Friday, September 07, 2007

Our Churchgoing Friends

Along with the wonderful debunking of the Supply Side myth excerpted below, the current TNR contains a review of a new book about the Holocaust, one that contains new sources, and previously unpublished documentary material. The review is facinating, and suggests the book is, too. Here are just a few sentences from it, dedicated to those Orthodox Jews still unable to accept the well-proven complicity of the Catholic Church in the disaster:

On July 15, 1941, in the first month of the Einsatzgruppen murders of tens of thousands of Jews behind the lines on the Eastern Front, Polish Catholic officials sent the following message to the Polish government-in-exile in London:

As far as the Jewish Question is concerned, it must be seen as a singular dispensation of Divine Providence that the Germans have already made a good start, quite irrespective of all the wrongs they have done and continue to do to our country. They have shown that the liberation of Polish society from the Jewish plague is possible.... Clearly, one can see the hand of God in the contribution to the solution of this urgent question being made by the occupiers.
By December 1941, deportations of Jews from Germany to the East had sharpened controversies in both the Catholic and Protestant churches.
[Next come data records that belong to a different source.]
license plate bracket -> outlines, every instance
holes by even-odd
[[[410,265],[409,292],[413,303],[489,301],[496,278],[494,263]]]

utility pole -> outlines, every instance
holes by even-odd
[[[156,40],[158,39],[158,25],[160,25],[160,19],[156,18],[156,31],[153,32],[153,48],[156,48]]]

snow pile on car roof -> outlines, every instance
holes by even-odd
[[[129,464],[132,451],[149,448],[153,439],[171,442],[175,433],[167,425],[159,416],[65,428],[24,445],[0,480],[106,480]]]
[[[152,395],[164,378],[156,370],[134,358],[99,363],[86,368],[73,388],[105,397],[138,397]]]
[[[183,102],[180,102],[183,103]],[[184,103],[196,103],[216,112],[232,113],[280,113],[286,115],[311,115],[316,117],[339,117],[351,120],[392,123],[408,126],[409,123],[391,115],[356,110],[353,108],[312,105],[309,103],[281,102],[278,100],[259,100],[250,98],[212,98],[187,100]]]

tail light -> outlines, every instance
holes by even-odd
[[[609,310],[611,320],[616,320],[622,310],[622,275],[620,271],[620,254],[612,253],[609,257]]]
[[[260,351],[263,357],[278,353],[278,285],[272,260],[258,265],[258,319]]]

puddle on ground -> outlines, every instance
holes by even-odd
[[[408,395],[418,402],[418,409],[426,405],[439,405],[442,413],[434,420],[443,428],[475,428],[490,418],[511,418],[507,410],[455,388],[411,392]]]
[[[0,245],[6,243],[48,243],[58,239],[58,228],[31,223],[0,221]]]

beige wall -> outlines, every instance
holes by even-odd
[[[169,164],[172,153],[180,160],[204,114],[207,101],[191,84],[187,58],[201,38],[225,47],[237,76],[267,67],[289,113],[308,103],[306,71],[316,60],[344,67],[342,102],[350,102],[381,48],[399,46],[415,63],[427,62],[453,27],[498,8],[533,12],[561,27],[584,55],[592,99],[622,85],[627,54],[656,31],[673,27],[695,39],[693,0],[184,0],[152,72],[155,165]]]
On December 17, 1941, German Christian church leaders of Saxony, Nassau-Hesse, Mecklenburg, Schleswig-Holstein, Anhalt, Thuringia, and Lubeck announced that the "severest measures" should be taken against the Jews, who should be expelled form German territories. The overwhelming majority of Catholic church leaders who had previously denounced the Nazi murders of the mentally ill and physically handicapped said nothing about the deportations of Jews from Germany. Friedländer concludes that between 1939 and 1945 the vast majority of church officials remained silent. They made clear and ugly distinctions between a tiny minority of Jews who converted to Christianity and the vast majority who did not. They accepted that there was a fundamental inequality between Christians and Jews, and failed to use the moral authority of the church to attempt to stop the genocide in progress. Anti-Semitic antipathies rooted in traditional Christian theology combined with fear of communism led the preponderance of leadership in the Christian churches of Europe to remain silent and on occasion to fan the flames of anti-Semitism. We read of the occasional priest or minister who gave a dissenting sermon (and was sometimes arrested or murdered as a result); but these were exceptions that proved the rule.

I remind you again that John Paul II, the pope OJ's love the most, worked tirelessly to promote the beatification of his predecessor Pius XII, the man who presided over this disgrace.